Andrew Rollins hosts Music Trivia at Hunter’s Ale House
by Christian Ledwell
Sunday night Music Trivia at Hunter’s Ale House celebrated its second anniversary this September, and host Andrew Rollins sees no end in sight for the weekly event.
Trying to express the extent of his music fanaticism in as humble a way as possible, Rollins opts to let his music collection speak for itself. The collection covers approximately sixty square feet of his and his wife’s bedroom wall, and Rollins estimates the number of records to be between three and four thousand. Though he admits “it’s hard to navigate,” the collection accommodates Rollins’ diverse musical tastes which he has refined through various jobs selling records at RecordOnWheels, Radioland, and currently in the music section of Futureshop.
Rollins began hosting Music Trivia at Hunter’s after responding to an online advertisement, and hosted his first night with nothing more than a boombox and a microphone, which he held up to the speakers to make the songs audible.

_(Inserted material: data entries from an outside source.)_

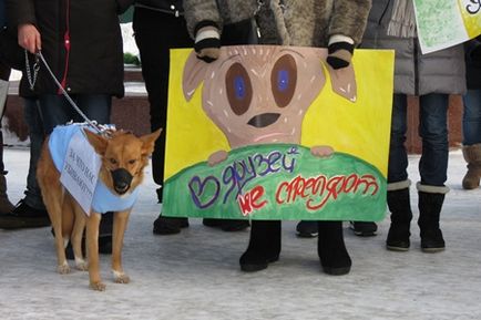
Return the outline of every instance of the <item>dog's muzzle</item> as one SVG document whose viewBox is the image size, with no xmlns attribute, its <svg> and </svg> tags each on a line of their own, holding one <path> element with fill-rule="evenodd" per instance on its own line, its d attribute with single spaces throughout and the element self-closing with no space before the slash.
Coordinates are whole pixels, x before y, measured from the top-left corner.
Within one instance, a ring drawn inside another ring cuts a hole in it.
<svg viewBox="0 0 481 320">
<path fill-rule="evenodd" d="M 130 172 L 124 168 L 114 169 L 111 172 L 113 179 L 113 188 L 120 195 L 125 194 L 131 187 L 132 178 Z"/>
<path fill-rule="evenodd" d="M 266 127 L 275 123 L 279 116 L 279 113 L 263 113 L 253 116 L 247 124 L 254 127 Z"/>
</svg>

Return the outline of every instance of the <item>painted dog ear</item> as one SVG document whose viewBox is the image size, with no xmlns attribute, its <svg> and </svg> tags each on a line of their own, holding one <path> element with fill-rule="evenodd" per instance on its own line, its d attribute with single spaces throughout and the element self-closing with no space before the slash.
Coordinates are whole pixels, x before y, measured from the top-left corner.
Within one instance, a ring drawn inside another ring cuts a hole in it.
<svg viewBox="0 0 481 320">
<path fill-rule="evenodd" d="M 184 72 L 182 75 L 182 90 L 186 101 L 191 101 L 197 86 L 204 81 L 205 72 L 208 68 L 208 63 L 197 59 L 195 52 L 192 51 L 184 65 Z"/>
<path fill-rule="evenodd" d="M 91 132 L 90 130 L 85 130 L 85 128 L 83 128 L 83 133 L 85 134 L 86 140 L 93 146 L 95 152 L 99 155 L 103 156 L 105 154 L 106 146 L 109 144 L 106 138 L 96 134 L 96 133 Z"/>
<path fill-rule="evenodd" d="M 142 141 L 142 156 L 150 156 L 154 152 L 155 141 L 161 135 L 161 132 L 162 128 L 158 128 L 153 133 L 140 137 L 140 140 Z"/>
</svg>

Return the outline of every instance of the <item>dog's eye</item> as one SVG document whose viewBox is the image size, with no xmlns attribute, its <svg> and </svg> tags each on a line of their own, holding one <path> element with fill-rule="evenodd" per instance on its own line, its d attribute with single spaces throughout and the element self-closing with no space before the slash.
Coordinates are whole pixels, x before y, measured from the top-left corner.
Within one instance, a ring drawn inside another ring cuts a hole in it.
<svg viewBox="0 0 481 320">
<path fill-rule="evenodd" d="M 240 63 L 234 63 L 227 70 L 225 85 L 232 111 L 237 115 L 246 113 L 253 99 L 253 86 L 247 71 Z"/>
<path fill-rule="evenodd" d="M 297 84 L 297 65 L 290 54 L 280 56 L 273 68 L 270 85 L 274 99 L 279 107 L 290 103 Z"/>
</svg>

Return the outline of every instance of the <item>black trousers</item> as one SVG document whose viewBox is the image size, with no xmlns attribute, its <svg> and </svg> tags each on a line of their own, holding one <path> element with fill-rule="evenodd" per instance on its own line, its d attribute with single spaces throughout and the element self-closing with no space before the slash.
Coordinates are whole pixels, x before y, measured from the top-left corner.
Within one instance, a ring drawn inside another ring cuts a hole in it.
<svg viewBox="0 0 481 320">
<path fill-rule="evenodd" d="M 165 131 L 168 99 L 170 49 L 193 48 L 194 41 L 187 33 L 183 17 L 135 8 L 133 17 L 135 42 L 142 61 L 142 75 L 149 94 L 151 130 L 163 127 L 152 155 L 154 182 L 164 182 Z M 225 25 L 222 33 L 223 45 L 252 43 L 250 21 Z M 162 195 L 158 195 L 162 202 Z"/>
</svg>

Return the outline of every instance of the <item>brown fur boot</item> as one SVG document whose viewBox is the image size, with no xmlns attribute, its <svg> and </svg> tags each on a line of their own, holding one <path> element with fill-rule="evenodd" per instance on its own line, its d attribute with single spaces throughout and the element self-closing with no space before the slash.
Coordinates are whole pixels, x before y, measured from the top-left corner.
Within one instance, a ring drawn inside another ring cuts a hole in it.
<svg viewBox="0 0 481 320">
<path fill-rule="evenodd" d="M 475 189 L 481 178 L 481 143 L 465 145 L 462 147 L 462 155 L 468 163 L 468 172 L 462 179 L 464 189 Z"/>
</svg>

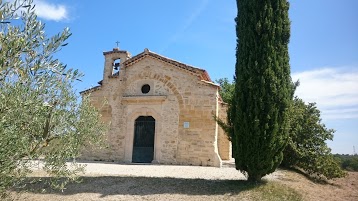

As the technology for amplifying music has become more sophisticated (he now runs mp3’s through the Hunter’s soundsystem), so has his promotion of the event,with advertising through internet communities such as peilocals.com, alchemymusic.net, and Facebook. Having studied graphic design at Holland College, Rollins designs a distinctive new poster each week incorporating often humorous music-related images.
Music Trivia’s format begins with two rounds of song-name and artist identification, followed by another round of general knowledge questions such as biographical information or identifying solos and backwards songs. The rounds are broken up by a Beer Question—a guess costs a quarter and a right answer wins a free beer.
Rollins attempts to accommodate the eclectic mix of musical knowledge held by Trivia attendees, playing music from many different genres. He assures, “I’ll throw in one country song, at least.” Rollins acknowledges that the internet has broadened people’s exposure to different music, and that finding common ground can be difficult. He says, “Before the digital age, there wasn’t the same search [for new music].”
Rollins hopes for Music Trivia to allow participants both to reminisce about songs they have forgotten and to be exposed to unfamiliar songs and artists. Internet downloading has at least made it possible for Rollins to include some popular music that he admits is part of the collective experience of music, such as “the ‘Mambo #5’s, and stuff that I wouldn’t touch with my own money.”
Recognition of Rollins’ work over the last two years is visible on the Hunter’s Ale House menu, with the club sandwich and fried dill pickles platter proudly bearing the name ‘The Andrew Rollins.’